The cancerlectin plays an important role in the initiation, survival, growth, metastasis, and spread of cancer. Therefore, to study the function of cancerlectin is greatly significant because it can help to identify tumor markers and tumor prevention, treatment, and prognosis. However, plenty of studies have generated a large amount of protein data. Traditional prediction methods have been unable to meet the needs of analysis. Developing powerful computational models based on these data to discriminate cancerlectins and non-cancerlectins on a large scale has been treated as one of the most important topics. In this study, we developed a feature extraction method to identify cancerlectins based on fusion of g-gap dipeptides. The analysis of variance was used to select the optimal feature set and a support vector machine was used to classify the data. The rigorous nested 10-fold cross-validation results, demonstrated that our method obtained the prediction accuracy of 83.91% and sensitivity of 83.15%. At the same time, in order to evaluate the performance of the classification model constructed in this work, we constructed a new data set. The prediction accuracy of the new data set reaches 83.3%. Experimental results show that the performance of our method is better than the state-of-the-art methods.

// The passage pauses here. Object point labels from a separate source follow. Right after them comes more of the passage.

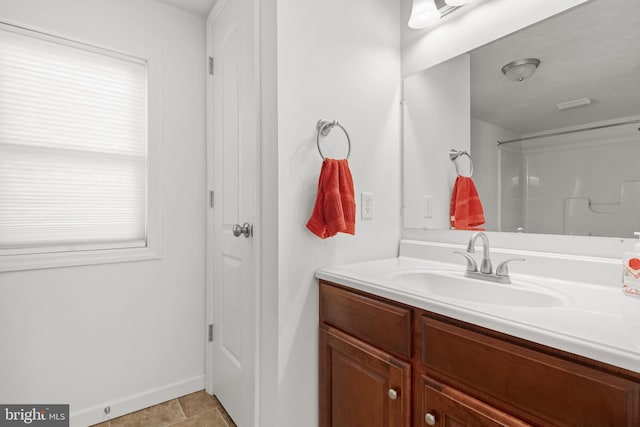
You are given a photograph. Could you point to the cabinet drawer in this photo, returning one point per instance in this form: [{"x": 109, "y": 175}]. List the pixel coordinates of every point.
[
  {"x": 385, "y": 325},
  {"x": 543, "y": 389}
]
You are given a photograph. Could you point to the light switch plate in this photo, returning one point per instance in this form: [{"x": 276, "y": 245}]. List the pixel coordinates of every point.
[
  {"x": 366, "y": 210},
  {"x": 428, "y": 206}
]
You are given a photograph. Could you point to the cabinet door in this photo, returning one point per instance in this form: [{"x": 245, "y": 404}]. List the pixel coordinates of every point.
[
  {"x": 445, "y": 406},
  {"x": 360, "y": 385}
]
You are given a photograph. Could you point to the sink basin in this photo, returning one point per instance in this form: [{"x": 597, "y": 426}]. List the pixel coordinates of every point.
[{"x": 453, "y": 285}]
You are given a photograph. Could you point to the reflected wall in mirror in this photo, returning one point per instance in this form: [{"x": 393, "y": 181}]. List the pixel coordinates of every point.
[{"x": 545, "y": 178}]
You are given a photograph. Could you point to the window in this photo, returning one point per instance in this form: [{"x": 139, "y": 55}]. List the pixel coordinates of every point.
[{"x": 73, "y": 147}]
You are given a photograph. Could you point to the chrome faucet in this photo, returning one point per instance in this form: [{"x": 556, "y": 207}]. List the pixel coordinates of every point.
[{"x": 486, "y": 266}]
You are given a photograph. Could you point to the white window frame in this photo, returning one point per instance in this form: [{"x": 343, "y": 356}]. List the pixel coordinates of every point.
[{"x": 90, "y": 254}]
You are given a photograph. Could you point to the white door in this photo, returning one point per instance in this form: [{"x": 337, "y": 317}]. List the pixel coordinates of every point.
[{"x": 232, "y": 173}]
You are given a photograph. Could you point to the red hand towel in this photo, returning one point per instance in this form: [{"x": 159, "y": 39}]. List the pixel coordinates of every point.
[
  {"x": 335, "y": 208},
  {"x": 466, "y": 208}
]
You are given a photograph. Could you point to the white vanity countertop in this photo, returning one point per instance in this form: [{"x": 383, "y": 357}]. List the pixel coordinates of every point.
[{"x": 598, "y": 322}]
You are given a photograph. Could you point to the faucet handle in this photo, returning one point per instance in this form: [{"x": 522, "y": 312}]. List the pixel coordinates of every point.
[
  {"x": 471, "y": 263},
  {"x": 502, "y": 269}
]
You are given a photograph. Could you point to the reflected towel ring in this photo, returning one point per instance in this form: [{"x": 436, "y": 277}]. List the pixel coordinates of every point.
[
  {"x": 324, "y": 127},
  {"x": 455, "y": 154}
]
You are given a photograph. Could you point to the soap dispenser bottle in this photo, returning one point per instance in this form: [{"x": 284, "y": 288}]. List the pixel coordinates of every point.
[{"x": 631, "y": 270}]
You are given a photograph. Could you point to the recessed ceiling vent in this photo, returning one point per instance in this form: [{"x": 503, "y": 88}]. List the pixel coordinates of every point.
[{"x": 573, "y": 104}]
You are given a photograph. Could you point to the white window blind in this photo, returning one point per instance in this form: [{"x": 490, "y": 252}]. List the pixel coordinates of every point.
[{"x": 73, "y": 146}]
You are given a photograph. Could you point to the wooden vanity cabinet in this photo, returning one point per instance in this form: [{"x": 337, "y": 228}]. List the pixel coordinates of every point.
[
  {"x": 365, "y": 367},
  {"x": 448, "y": 373}
]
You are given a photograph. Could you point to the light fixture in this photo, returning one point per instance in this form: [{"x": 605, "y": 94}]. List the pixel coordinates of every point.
[
  {"x": 521, "y": 69},
  {"x": 423, "y": 14},
  {"x": 456, "y": 3}
]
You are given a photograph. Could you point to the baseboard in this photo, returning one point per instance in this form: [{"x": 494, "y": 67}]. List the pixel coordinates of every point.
[{"x": 126, "y": 405}]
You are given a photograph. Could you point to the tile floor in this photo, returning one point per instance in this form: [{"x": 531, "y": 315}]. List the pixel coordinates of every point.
[{"x": 198, "y": 409}]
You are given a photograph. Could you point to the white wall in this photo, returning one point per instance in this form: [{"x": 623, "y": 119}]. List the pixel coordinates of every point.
[
  {"x": 487, "y": 174},
  {"x": 437, "y": 113},
  {"x": 126, "y": 334},
  {"x": 336, "y": 60},
  {"x": 565, "y": 196}
]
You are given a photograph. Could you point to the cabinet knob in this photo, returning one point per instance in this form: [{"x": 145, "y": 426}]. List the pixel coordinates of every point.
[{"x": 430, "y": 419}]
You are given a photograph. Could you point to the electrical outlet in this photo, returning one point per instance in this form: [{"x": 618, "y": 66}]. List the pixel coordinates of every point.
[
  {"x": 428, "y": 206},
  {"x": 366, "y": 208}
]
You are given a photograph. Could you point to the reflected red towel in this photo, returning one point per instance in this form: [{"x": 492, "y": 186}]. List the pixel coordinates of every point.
[
  {"x": 335, "y": 208},
  {"x": 466, "y": 208}
]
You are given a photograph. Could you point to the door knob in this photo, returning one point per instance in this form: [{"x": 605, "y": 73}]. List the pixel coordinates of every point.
[
  {"x": 245, "y": 229},
  {"x": 430, "y": 419}
]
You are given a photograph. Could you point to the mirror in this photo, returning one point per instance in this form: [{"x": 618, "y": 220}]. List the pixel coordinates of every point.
[{"x": 569, "y": 155}]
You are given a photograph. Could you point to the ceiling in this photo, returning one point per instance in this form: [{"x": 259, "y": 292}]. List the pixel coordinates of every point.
[
  {"x": 591, "y": 51},
  {"x": 200, "y": 7}
]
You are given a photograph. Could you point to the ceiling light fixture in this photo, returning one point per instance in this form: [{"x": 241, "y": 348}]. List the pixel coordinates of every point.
[
  {"x": 456, "y": 3},
  {"x": 423, "y": 14},
  {"x": 521, "y": 69}
]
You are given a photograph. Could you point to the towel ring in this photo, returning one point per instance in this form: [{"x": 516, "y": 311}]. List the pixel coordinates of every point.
[
  {"x": 324, "y": 127},
  {"x": 455, "y": 154}
]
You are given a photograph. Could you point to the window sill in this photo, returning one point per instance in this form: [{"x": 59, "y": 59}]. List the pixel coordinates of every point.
[{"x": 73, "y": 259}]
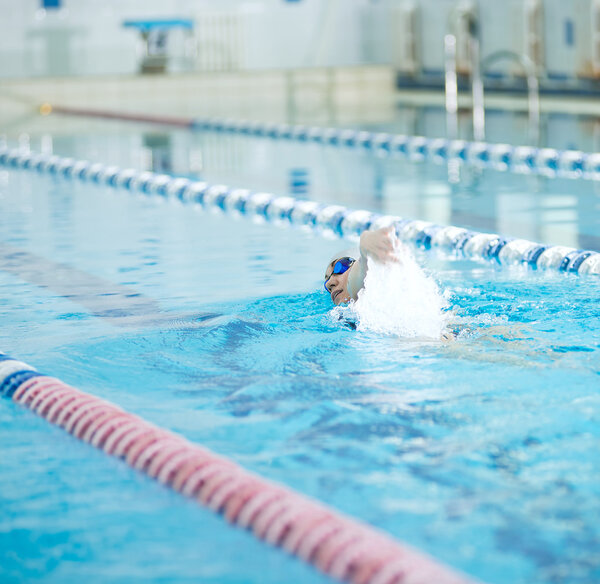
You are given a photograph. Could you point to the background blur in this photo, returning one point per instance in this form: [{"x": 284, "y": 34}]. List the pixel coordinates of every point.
[{"x": 92, "y": 37}]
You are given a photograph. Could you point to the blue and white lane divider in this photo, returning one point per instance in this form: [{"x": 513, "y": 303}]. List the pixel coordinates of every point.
[
  {"x": 336, "y": 219},
  {"x": 549, "y": 162},
  {"x": 502, "y": 157}
]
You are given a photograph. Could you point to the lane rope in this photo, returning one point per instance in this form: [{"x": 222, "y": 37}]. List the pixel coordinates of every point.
[
  {"x": 339, "y": 546},
  {"x": 550, "y": 162},
  {"x": 336, "y": 219}
]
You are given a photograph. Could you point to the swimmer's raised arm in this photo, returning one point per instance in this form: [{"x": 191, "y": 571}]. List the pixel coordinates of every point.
[
  {"x": 345, "y": 275},
  {"x": 379, "y": 245}
]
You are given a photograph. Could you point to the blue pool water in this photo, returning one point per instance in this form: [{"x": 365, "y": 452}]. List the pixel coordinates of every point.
[{"x": 481, "y": 451}]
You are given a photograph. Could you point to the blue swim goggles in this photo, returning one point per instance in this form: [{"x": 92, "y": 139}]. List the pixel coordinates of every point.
[{"x": 341, "y": 266}]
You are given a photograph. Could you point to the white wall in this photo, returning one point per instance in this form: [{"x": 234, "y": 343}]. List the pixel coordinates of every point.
[{"x": 87, "y": 36}]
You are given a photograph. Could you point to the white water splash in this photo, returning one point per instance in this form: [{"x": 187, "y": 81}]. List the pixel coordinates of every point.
[{"x": 400, "y": 299}]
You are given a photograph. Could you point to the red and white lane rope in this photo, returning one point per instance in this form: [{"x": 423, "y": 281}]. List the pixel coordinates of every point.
[{"x": 337, "y": 545}]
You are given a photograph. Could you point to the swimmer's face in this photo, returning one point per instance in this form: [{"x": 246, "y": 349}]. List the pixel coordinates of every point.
[{"x": 337, "y": 284}]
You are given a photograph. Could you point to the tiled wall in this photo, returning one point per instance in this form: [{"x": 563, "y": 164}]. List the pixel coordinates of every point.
[{"x": 88, "y": 37}]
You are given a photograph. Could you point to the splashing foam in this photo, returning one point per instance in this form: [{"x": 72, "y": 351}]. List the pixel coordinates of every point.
[{"x": 399, "y": 299}]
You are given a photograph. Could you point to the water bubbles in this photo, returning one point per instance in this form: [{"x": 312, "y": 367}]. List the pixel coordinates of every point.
[{"x": 398, "y": 299}]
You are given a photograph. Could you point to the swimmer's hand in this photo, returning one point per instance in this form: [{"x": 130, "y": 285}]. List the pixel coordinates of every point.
[{"x": 381, "y": 246}]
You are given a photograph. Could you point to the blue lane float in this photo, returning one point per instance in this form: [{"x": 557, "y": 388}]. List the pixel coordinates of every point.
[
  {"x": 333, "y": 219},
  {"x": 549, "y": 162}
]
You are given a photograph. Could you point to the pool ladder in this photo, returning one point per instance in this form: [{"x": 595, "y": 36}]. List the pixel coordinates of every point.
[{"x": 463, "y": 19}]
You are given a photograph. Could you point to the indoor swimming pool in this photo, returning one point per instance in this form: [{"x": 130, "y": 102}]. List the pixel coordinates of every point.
[{"x": 481, "y": 451}]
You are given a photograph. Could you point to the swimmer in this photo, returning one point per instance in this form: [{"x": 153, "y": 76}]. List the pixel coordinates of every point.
[{"x": 345, "y": 274}]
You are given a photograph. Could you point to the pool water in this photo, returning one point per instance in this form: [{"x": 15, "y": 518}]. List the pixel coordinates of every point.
[{"x": 481, "y": 451}]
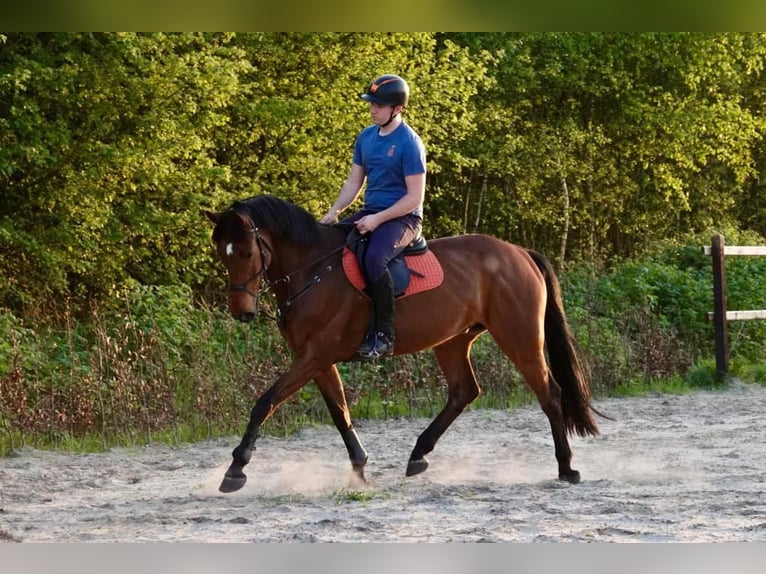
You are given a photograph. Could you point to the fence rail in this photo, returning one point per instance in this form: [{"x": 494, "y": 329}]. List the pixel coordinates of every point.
[{"x": 717, "y": 251}]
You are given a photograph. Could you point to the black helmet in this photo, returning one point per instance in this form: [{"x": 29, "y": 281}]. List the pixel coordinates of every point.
[{"x": 388, "y": 90}]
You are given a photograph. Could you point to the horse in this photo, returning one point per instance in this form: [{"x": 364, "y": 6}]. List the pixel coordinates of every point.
[{"x": 489, "y": 285}]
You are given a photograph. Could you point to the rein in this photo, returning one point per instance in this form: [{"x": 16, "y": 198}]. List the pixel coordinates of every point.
[{"x": 267, "y": 284}]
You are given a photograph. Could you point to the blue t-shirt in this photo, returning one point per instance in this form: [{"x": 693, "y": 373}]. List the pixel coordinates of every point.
[{"x": 387, "y": 160}]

癌凝集素在癌症的起始、存活、生长、转移和扩散过程中发挥着重要作用。因此,研究癌凝集素的功能具有重大意义,因为这有助于识别肿瘤标志物以及进行肿瘤的预防、治疗和预后评估。然而,大量研究已产生了海量的蛋白质数据。传统的预测方法已无法满足分析需求。基于这些数据开发强大的计算模型以大规模区分癌凝集素和非癌凝集素已被视为最重要的课题之一。在本研究中,我们开发了一种基于g-gap二肽融合来识别癌凝集素的特征提取方法。采用方差分析来选择最优特征集,并使用支持向量机对数据进行分类。严格的嵌套10折交叉验证结果表明,我们的方法获得了83.91%的预测准确率和83.15%的灵敏度。同时,为了评估本研究构建的分类模型的性能,我们构建了一个新的数据集。新数据集的预测准确率达到了83.3%。实验结果表明,我们方法的性能优于当前最先进的方法。